L’intelligenza artificiale, che si diffonde rapidamente dal debutto di ChatGpt (quattro anni fa), non rappresenta solo l’ultimo sviluppo di questa tendenza, ma un cambio di paradigma: l’ia, infatti, non reindirizza il traffico verso altri siti come fanno i motori di ricerca, ma offre risposte strutturate che si basano su contenuti già pubblicati, usandoli senza che gli autori siano compensati e senza una verifica professionale o etica, come invece succede nei giornali. Nella giungla che sta soffocando il giornalismo e la capacità di creare un dibattito pubblico incentrato sui fatti, solo i più forti sopravvivranno.

Una risposta paradossale

Ed è qui che sorge il vero problema: il rapporto di forze è chiaramente sbilanciato a favore dei giganti della tecnologia.
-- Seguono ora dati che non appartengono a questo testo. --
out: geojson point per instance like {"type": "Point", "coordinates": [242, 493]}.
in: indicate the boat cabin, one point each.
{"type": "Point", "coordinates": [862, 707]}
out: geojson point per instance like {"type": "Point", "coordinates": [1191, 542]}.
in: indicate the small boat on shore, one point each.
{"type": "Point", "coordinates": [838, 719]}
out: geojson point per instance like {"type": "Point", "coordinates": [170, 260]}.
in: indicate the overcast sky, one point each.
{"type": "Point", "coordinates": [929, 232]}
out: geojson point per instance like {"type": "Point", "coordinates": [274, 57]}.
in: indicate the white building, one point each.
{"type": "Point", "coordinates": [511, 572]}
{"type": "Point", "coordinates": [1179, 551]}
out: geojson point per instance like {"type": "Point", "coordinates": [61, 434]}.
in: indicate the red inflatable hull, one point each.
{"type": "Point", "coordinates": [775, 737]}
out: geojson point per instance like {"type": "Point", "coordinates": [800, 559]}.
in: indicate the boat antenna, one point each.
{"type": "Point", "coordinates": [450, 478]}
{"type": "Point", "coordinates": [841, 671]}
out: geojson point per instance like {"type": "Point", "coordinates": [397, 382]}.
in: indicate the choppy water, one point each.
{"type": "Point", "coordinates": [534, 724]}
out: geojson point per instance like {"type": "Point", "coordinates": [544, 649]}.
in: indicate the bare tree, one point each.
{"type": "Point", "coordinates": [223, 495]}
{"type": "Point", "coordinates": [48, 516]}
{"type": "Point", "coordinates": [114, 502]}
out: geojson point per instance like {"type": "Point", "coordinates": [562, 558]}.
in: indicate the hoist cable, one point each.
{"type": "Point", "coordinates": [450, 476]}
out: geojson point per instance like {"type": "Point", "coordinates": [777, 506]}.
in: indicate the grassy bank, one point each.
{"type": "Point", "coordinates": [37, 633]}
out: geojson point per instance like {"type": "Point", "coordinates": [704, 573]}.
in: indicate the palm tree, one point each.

In questo senso Sulzberger sottolinea che “il valore combinato delle sei principali società specializzate nell’intelligenza artificiale ammonta a undicimila miliardi di dollari, tre volte il pil della Francia”.

Per quanto possa sembrare paradossale, la risposta migliore è proprio il giornalismo. Sulzberger insiste giustamente su un punto chiave: la stampa dovrebbe imporsi come “alternativa affidabile” al caos dell’informazione.

Per riuscirci, però, bisogna riconquistare un pubblico che non si fida più dei mezzi d’informazione tradizionali, e preferisce piattaforme che appaiono più “neutre”. Resta il fatto che quando l’intelligenza artificiale non permette più di distinguere il vero dal falso, la soluzione può essere solo il giornalismo professionale.

Sulzberger riprende un concetto proposto da Hannah Arendt molto prima dell’era di internet: le continue menzogne non portano a credere il falso, ma a non credere più a niente. E questo, aggiunge, “crea la sensazione crescente che non ci si possa più fidare di nulla, lasciando campo libero a una sfiducia paranoica a proposito di tutto o, ancora peggio, a uno scivolamento verso il nichilismo”.

In sé, l’intelligenza artificiale non è né buona né cattiva. I pericoli nascono quando mancano le regole. Il grido d’allarme di Sulzberger dovrebbe farci riflettere.